# taz.de -- Debatte Anti-Atom-Proteste: Kommen sie damit durch?
       
       > Die Proteste gegen "Stuttgart 21" geben ein gutes Vorbild ab. Massiver
       > Druck könnte auch den Atomdeal noch zu Fall bringen – obwohl es
       > eigentlich hoffnungslos scheint.
       
       Es ist doch alles entschieden. Da macht es keinen Sinn mehr, jetzt noch auf
       die Straße zu gehen." So oder ähnlich äußern sich seit Wochen die
       Befürworter des Bahnprojekts "Stuttgart 21", um der massenhaften
       Gegenbewegung Legitimation und Motivation zu rauben. Doch die schwäbische
       BürgerInnenbewegung lässt sich dadurch nicht beirren. Gerade weil und wie
       entschieden wurde, macht sie ja so ärgerlich. Und da sie ihren Ärger
       kreativ und beharrlich auf die Straße bringen, ist es inzwischen längst
       nicht mehr ausgeschlossen, dass das Projekt doch noch kippt.
       
       Ähnliches erleben wir jetzt in der Auseinandersetzung um die Atomenergie.

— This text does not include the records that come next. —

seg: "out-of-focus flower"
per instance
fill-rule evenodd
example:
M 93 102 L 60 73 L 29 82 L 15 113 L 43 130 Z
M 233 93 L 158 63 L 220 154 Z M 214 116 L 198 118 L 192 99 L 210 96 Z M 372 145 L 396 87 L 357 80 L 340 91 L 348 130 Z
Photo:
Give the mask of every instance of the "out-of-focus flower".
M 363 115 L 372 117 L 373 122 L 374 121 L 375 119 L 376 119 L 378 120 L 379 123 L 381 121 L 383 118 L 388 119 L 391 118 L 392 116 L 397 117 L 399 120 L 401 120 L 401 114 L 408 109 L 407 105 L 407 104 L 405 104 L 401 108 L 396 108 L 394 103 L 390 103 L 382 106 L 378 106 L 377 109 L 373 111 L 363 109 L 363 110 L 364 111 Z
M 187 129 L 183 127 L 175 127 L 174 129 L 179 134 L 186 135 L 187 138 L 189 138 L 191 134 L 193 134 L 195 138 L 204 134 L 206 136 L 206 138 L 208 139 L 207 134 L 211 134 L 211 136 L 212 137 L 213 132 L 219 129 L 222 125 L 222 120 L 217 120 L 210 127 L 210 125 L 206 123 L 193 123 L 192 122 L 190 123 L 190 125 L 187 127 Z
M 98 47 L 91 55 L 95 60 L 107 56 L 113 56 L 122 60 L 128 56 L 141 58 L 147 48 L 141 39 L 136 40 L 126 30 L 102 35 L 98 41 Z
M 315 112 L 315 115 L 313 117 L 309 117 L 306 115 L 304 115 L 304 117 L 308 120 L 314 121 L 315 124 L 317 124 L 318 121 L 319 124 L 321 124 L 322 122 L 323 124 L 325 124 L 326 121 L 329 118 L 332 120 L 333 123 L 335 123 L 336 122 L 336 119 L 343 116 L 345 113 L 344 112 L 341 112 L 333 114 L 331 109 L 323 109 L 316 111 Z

       Die Großdemonstration in Berlin am morgigen Samstag war eigentlich so
       angesetzt, dass sie zehn Tage vor der angekündigten Regierungsentscheidung
       zum Energiekonzept noch mal Einfluss nehmen sollte. Jetzt hat die Regierung
       ihre Entscheidung vorgezogen und sich bereits weitgehend festgelegt - mit
       aktiver Beteiligung der Stromkonzerne.
       
       Doch unter AtomkraftgegnerInnen macht sich deshalb keine Resignation breit.
       Vielmehr bekam die Großdemo durch Merkels Atomdeal einen gewaltigen Schub.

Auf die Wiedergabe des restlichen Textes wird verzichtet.